Usage

The following usage examples assume a pyspark enabled environment.

The DataFrameWrapper class

The SDS data model DataFrameWrapper class is a thin wrapper around a Spark DataFrame.

It consists of:

Wrapping a Spark DataFrame in this way allows us to bind data and metadata together, abstract common patterns to methods, and capture transformations.

Reading in data

To read a file, you just need to specify a name and a path:

sdf = DataFrameWrapper.from_files(
    name="vector_name",
    data_path="/path/to/files/",
)

You can construct a DataFrameWrapper instance from several different spatial and aspatial file formats using the sds_data_model.dataframe.DataFrameWrapper.from_files() alternative constructor. from_files will use a different reader depending on the file extension.

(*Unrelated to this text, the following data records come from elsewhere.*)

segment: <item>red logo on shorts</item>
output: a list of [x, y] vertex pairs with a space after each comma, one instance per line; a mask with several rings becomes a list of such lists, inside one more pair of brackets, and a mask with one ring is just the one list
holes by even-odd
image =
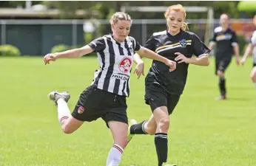
[[80, 106], [78, 109], [78, 113], [83, 114], [84, 111], [84, 108], [83, 106]]
[[132, 66], [132, 60], [129, 58], [124, 58], [119, 63], [119, 69], [122, 72], [128, 72]]

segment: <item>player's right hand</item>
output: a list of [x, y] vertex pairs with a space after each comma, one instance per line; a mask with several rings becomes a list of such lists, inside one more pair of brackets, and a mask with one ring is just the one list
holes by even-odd
[[55, 61], [56, 59], [55, 54], [47, 54], [44, 57], [44, 65], [50, 64], [50, 61]]
[[172, 72], [176, 69], [176, 62], [171, 60], [168, 60], [166, 65], [169, 66], [169, 71]]

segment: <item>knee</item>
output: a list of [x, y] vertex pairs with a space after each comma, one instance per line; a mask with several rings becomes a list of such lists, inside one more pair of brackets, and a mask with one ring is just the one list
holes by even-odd
[[124, 148], [128, 144], [128, 136], [126, 135], [120, 136], [119, 138], [115, 139], [114, 142], [115, 144], [119, 145], [121, 147]]
[[219, 77], [224, 77], [224, 74], [222, 71], [218, 70], [217, 72], [218, 75], [219, 76]]
[[155, 135], [156, 131], [156, 126], [146, 125], [145, 128], [146, 134], [149, 135]]
[[252, 83], [256, 83], [256, 75], [251, 75]]
[[74, 132], [74, 131], [72, 130], [72, 128], [70, 128], [67, 125], [64, 125], [62, 126], [62, 131], [64, 134], [70, 134]]
[[169, 117], [162, 118], [159, 121], [159, 128], [162, 131], [168, 131], [169, 127]]

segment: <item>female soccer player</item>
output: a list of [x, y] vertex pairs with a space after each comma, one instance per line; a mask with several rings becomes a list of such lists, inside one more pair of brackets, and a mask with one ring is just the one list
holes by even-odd
[[[253, 18], [253, 24], [256, 27], [256, 15]], [[252, 36], [250, 40], [250, 43], [248, 44], [246, 52], [243, 54], [243, 58], [240, 61], [240, 63], [243, 65], [247, 57], [251, 54], [253, 50], [253, 68], [251, 72], [250, 77], [252, 83], [255, 84], [256, 88], [256, 30], [253, 32]]]
[[67, 92], [52, 91], [48, 96], [58, 106], [58, 120], [65, 134], [74, 132], [84, 121], [101, 117], [106, 122], [114, 139], [106, 165], [117, 166], [128, 142], [126, 97], [129, 93], [129, 80], [135, 52], [142, 57], [161, 61], [169, 72], [175, 69], [176, 63], [141, 46], [128, 36], [132, 25], [129, 15], [115, 13], [110, 24], [112, 35], [95, 39], [79, 49], [48, 54], [44, 60], [47, 64], [59, 58], [79, 58], [97, 52], [101, 68], [95, 72], [92, 85], [81, 94], [72, 114], [67, 104], [70, 98]]
[[[210, 52], [198, 35], [186, 31], [186, 11], [182, 5], [169, 7], [164, 16], [168, 30], [153, 33], [144, 46], [175, 60], [178, 63], [176, 70], [169, 72], [163, 63], [153, 60], [145, 79], [145, 101], [150, 106], [152, 115], [149, 120], [129, 128], [129, 139], [133, 134], [155, 135], [158, 166], [162, 166], [167, 160], [169, 115], [183, 91], [189, 64], [209, 66]], [[196, 58], [192, 58], [193, 55]]]
[[215, 75], [219, 77], [220, 96], [217, 100], [226, 99], [226, 78], [224, 72], [229, 66], [233, 52], [235, 54], [237, 64], [240, 64], [240, 53], [238, 39], [234, 30], [229, 27], [229, 17], [222, 14], [220, 18], [221, 27], [215, 28], [214, 37], [209, 43], [212, 50], [217, 43], [215, 55]]

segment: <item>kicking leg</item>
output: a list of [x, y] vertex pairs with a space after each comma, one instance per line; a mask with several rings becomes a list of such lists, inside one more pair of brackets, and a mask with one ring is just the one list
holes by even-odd
[[66, 91], [62, 93], [52, 91], [48, 94], [48, 97], [57, 106], [58, 119], [65, 134], [73, 133], [84, 123], [84, 122], [71, 116], [67, 103], [70, 98], [70, 94]]
[[167, 160], [168, 139], [167, 134], [169, 127], [169, 119], [167, 107], [161, 106], [153, 111], [157, 124], [155, 134], [155, 145], [158, 159], [158, 166], [162, 166]]
[[117, 121], [110, 121], [107, 124], [113, 136], [114, 144], [109, 152], [106, 166], [118, 166], [124, 149], [128, 144], [128, 125]]
[[250, 74], [250, 77], [252, 79], [252, 83], [255, 84], [256, 88], [256, 66], [255, 66]]

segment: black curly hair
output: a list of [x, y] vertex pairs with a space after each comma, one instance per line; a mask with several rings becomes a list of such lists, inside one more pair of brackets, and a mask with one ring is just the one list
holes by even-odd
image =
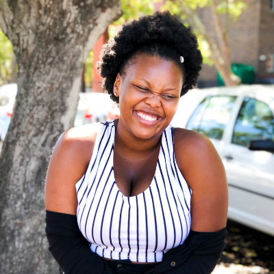
[[[197, 47], [197, 38], [190, 28], [169, 12], [141, 17], [125, 25], [117, 36], [103, 46], [101, 60], [97, 64], [103, 88], [119, 103], [119, 97], [113, 93], [117, 74], [123, 74], [134, 55], [144, 53], [173, 61], [182, 68], [184, 80], [182, 96], [197, 85], [203, 61]], [[184, 57], [184, 62], [180, 62], [180, 56]]]

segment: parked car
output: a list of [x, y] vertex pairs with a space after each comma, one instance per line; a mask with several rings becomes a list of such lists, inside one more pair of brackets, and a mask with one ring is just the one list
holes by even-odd
[[228, 218], [274, 236], [274, 85], [193, 90], [171, 123], [208, 136], [225, 166]]
[[[3, 141], [7, 134], [16, 93], [16, 84], [0, 86], [0, 142]], [[80, 92], [74, 125], [110, 121], [119, 116], [120, 110], [109, 95]]]

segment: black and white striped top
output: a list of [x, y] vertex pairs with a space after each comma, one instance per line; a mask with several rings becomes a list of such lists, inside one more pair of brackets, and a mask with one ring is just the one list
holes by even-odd
[[123, 195], [113, 171], [114, 121], [102, 123], [86, 174], [76, 184], [77, 221], [90, 249], [101, 257], [161, 262], [184, 242], [190, 227], [188, 188], [177, 165], [169, 125], [151, 185], [137, 196]]

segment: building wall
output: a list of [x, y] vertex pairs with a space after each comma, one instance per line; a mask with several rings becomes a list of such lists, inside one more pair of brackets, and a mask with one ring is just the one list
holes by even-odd
[[[274, 68], [266, 71], [267, 62], [272, 62], [271, 66], [274, 66], [274, 11], [270, 9], [269, 0], [262, 0], [260, 12], [258, 54], [262, 60], [258, 61], [258, 82], [274, 84]], [[272, 61], [270, 55], [273, 55]], [[264, 60], [265, 58], [266, 60]]]
[[[243, 11], [236, 22], [232, 22], [229, 38], [232, 47], [232, 63], [258, 65], [259, 27], [261, 0], [244, 0], [248, 8]], [[214, 25], [210, 8], [201, 9], [200, 18], [208, 34], [217, 42]], [[199, 86], [216, 85], [216, 71], [214, 66], [203, 65], [199, 79]]]

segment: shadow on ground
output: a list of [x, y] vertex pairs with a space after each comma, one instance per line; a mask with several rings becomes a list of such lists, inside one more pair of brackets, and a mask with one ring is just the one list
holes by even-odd
[[220, 262], [258, 266], [274, 274], [274, 237], [231, 220], [227, 221], [227, 236]]

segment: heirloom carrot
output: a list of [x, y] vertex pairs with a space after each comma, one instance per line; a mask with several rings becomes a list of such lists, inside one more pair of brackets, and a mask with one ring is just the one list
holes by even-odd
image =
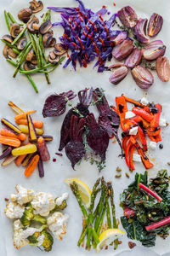
[[20, 141], [19, 139], [4, 136], [0, 136], [0, 143], [14, 148], [20, 146]]
[[32, 160], [30, 162], [30, 164], [28, 165], [28, 166], [26, 167], [24, 174], [26, 177], [29, 177], [32, 174], [32, 172], [34, 172], [34, 170], [36, 169], [37, 163], [39, 161], [39, 155], [36, 154], [33, 158]]

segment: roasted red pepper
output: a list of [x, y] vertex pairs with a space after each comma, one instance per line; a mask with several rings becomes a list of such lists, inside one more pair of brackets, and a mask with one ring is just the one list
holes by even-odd
[[132, 109], [132, 111], [135, 114], [141, 116], [144, 120], [146, 120], [148, 122], [151, 122], [151, 120], [153, 120], [153, 119], [154, 119], [154, 117], [151, 114], [150, 114], [148, 112], [146, 112], [145, 110], [144, 110], [142, 108], [133, 108]]

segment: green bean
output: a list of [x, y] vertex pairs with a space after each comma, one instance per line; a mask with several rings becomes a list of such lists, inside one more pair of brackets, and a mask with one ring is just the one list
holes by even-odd
[[[18, 63], [14, 62], [14, 61], [12, 60], [9, 60], [9, 59], [7, 59], [7, 61], [9, 62], [10, 64], [12, 64], [14, 67], [16, 67], [18, 66]], [[20, 67], [20, 71], [23, 71], [24, 69]], [[38, 90], [37, 90], [37, 87], [36, 86], [36, 84], [34, 83], [34, 81], [32, 80], [32, 79], [31, 78], [30, 75], [28, 74], [25, 74], [26, 77], [28, 79], [28, 80], [30, 81], [30, 83], [31, 84], [32, 87], [34, 88], [35, 91], [37, 93], [38, 93]]]
[[26, 60], [26, 57], [27, 54], [29, 53], [29, 51], [31, 50], [31, 44], [30, 44], [30, 45], [28, 46], [28, 48], [26, 49], [26, 51], [25, 51], [25, 53], [24, 53], [24, 55], [23, 55], [23, 56], [21, 57], [21, 59], [20, 59], [20, 62], [19, 62], [19, 64], [18, 64], [18, 66], [17, 66], [17, 68], [15, 69], [15, 71], [14, 71], [14, 75], [13, 75], [14, 78], [16, 77], [16, 75], [17, 75], [17, 73], [18, 73], [18, 72], [19, 72], [19, 70], [20, 70], [20, 66], [22, 65], [22, 63], [23, 63], [24, 61]]
[[8, 29], [8, 31], [10, 31], [10, 22], [9, 22], [8, 16], [6, 10], [4, 10], [4, 17], [5, 17], [5, 21], [6, 21]]
[[16, 42], [22, 37], [22, 35], [25, 33], [25, 32], [26, 31], [27, 26], [26, 26], [22, 31], [20, 32], [20, 34], [14, 38], [14, 40], [13, 41], [13, 43], [11, 44], [12, 45], [14, 45], [16, 44]]

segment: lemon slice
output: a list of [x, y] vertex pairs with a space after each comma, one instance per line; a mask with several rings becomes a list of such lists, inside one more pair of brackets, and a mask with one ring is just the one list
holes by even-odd
[[76, 178], [65, 179], [64, 182], [68, 185], [70, 185], [70, 183], [72, 183], [73, 182], [76, 183], [82, 202], [88, 208], [90, 206], [90, 199], [91, 199], [91, 191], [88, 186], [85, 183]]
[[126, 233], [118, 229], [109, 229], [100, 234], [97, 245], [96, 253], [99, 253], [103, 247], [110, 245], [116, 238], [122, 236]]

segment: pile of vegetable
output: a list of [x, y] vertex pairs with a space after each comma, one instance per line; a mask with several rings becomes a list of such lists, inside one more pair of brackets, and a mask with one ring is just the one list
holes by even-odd
[[134, 181], [121, 195], [124, 216], [121, 218], [128, 237], [153, 247], [156, 236], [166, 239], [170, 229], [169, 177], [158, 172], [148, 183], [147, 172], [136, 173]]
[[[83, 204], [83, 198], [81, 197], [78, 184], [73, 182], [70, 183], [70, 187], [82, 212], [82, 231], [77, 246], [84, 247], [85, 245], [85, 248], [88, 251], [93, 247], [99, 252], [103, 247], [107, 248], [110, 244], [111, 246], [114, 244], [114, 247], [116, 249], [119, 244], [117, 237], [123, 236], [124, 233], [117, 229], [118, 223], [116, 218], [111, 183], [106, 183], [103, 177], [97, 179], [92, 189], [88, 209]], [[99, 193], [100, 198], [96, 204]], [[95, 209], [94, 206], [96, 206]], [[105, 224], [105, 218], [106, 218]]]
[[[3, 37], [2, 41], [5, 44], [3, 54], [7, 61], [16, 67], [13, 77], [15, 78], [19, 72], [26, 75], [37, 93], [38, 90], [31, 75], [43, 73], [48, 84], [50, 84], [49, 73], [65, 59], [60, 56], [66, 50], [60, 44], [56, 44], [53, 37], [50, 11], [43, 15], [40, 22], [35, 14], [42, 9], [42, 3], [33, 0], [30, 3], [29, 8], [22, 9], [18, 14], [19, 20], [25, 24], [17, 22], [10, 13], [4, 11], [10, 34]], [[45, 49], [51, 47], [54, 47], [54, 49], [46, 57]]]
[[61, 241], [66, 235], [68, 214], [60, 212], [66, 207], [68, 194], [54, 199], [49, 193], [34, 192], [16, 185], [16, 194], [11, 194], [4, 212], [14, 219], [14, 247], [37, 247], [45, 252], [52, 250], [54, 236]]
[[5, 118], [1, 119], [5, 127], [0, 130], [0, 143], [3, 144], [0, 160], [3, 160], [1, 166], [7, 166], [14, 161], [17, 166], [26, 167], [26, 177], [31, 176], [37, 166], [39, 176], [42, 177], [43, 162], [50, 160], [46, 143], [52, 141], [53, 137], [43, 135], [42, 121], [31, 119], [31, 113], [36, 110], [24, 112], [12, 102], [8, 102], [8, 106], [17, 113], [14, 117], [17, 125]]
[[[123, 131], [122, 148], [129, 170], [135, 170], [133, 160], [142, 161], [146, 169], [153, 166], [145, 153], [149, 148], [156, 148], [162, 141], [161, 126], [167, 126], [166, 120], [161, 118], [162, 106], [150, 103], [146, 98], [140, 102], [122, 95], [116, 97], [116, 108], [112, 107], [120, 117]], [[128, 110], [128, 103], [134, 107]], [[137, 150], [138, 154], [134, 153]]]
[[[118, 16], [122, 26], [120, 28], [127, 32], [121, 42], [116, 42], [113, 47], [113, 57], [124, 63], [116, 63], [109, 67], [112, 70], [110, 83], [117, 84], [131, 70], [136, 84], [142, 89], [150, 88], [154, 83], [154, 77], [150, 70], [156, 70], [162, 82], [169, 80], [169, 61], [164, 56], [166, 46], [162, 40], [150, 42], [150, 38], [155, 38], [162, 29], [163, 18], [158, 14], [152, 14], [148, 20], [138, 18], [137, 14], [130, 6], [121, 9]], [[146, 32], [147, 30], [147, 32]], [[149, 38], [150, 37], [150, 38]]]
[[[120, 125], [118, 113], [110, 108], [105, 94], [99, 88], [85, 89], [78, 92], [79, 102], [73, 107], [70, 100], [76, 95], [72, 90], [60, 95], [51, 95], [45, 102], [43, 117], [59, 116], [65, 113], [65, 104], [69, 102], [71, 108], [66, 113], [60, 131], [59, 150], [64, 148], [74, 169], [76, 164], [82, 158], [95, 162], [99, 171], [105, 167], [105, 154], [109, 144], [110, 135], [121, 142], [117, 136]], [[88, 108], [96, 105], [99, 117], [98, 121]], [[99, 156], [100, 160], [94, 157]]]

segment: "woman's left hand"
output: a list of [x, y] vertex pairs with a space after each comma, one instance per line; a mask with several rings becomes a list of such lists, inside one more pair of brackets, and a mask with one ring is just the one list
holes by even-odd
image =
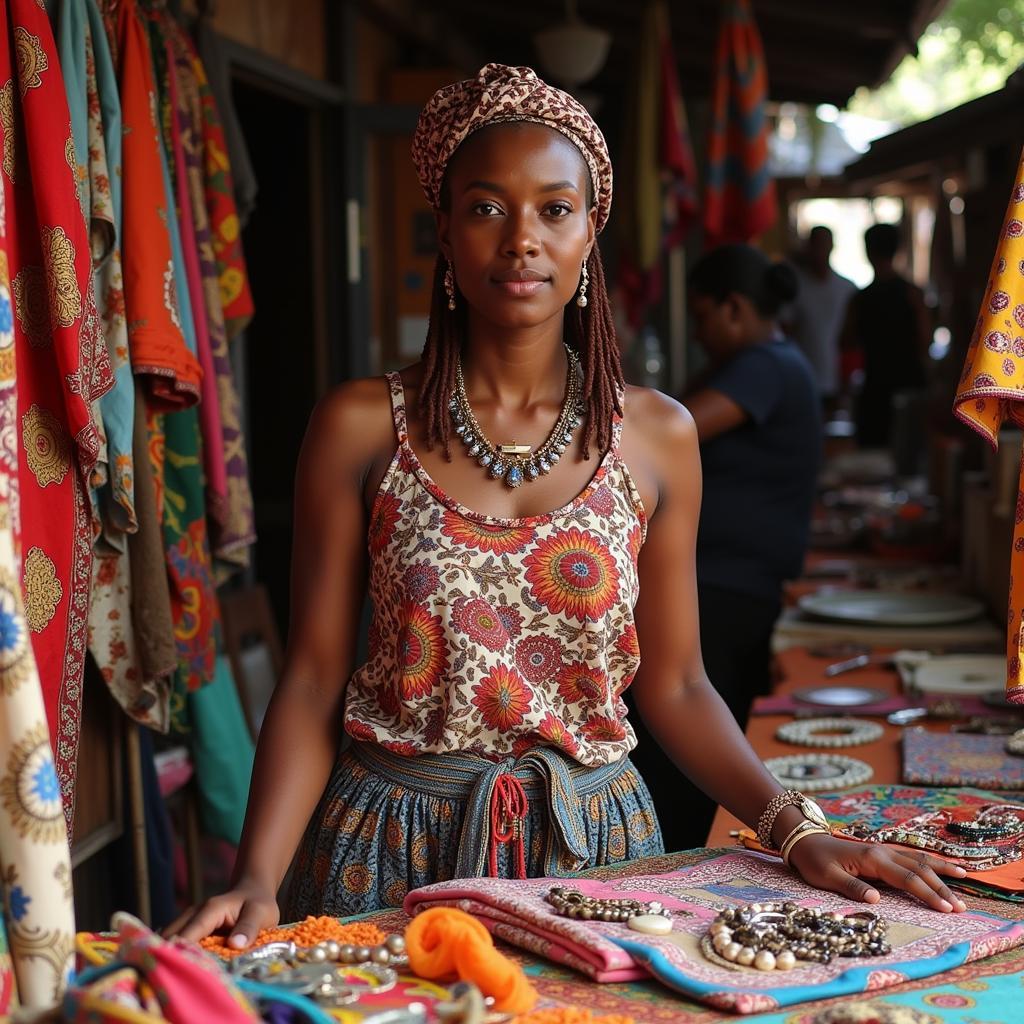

It will assume that any other file type is a vector file and will try and use pyspark_vector_files.read_vector_files to read it.

Warning

Databricks File System paths

The Excel, OpenDocument, CSV, JSON, and Parquet readers use Spark API Format file paths, i.e. dbfs:/path/to/file.ext, whereas, the GeoPackage and other vector file type readers use the File API Format, i.e. /dbfs/path/to/file.ext.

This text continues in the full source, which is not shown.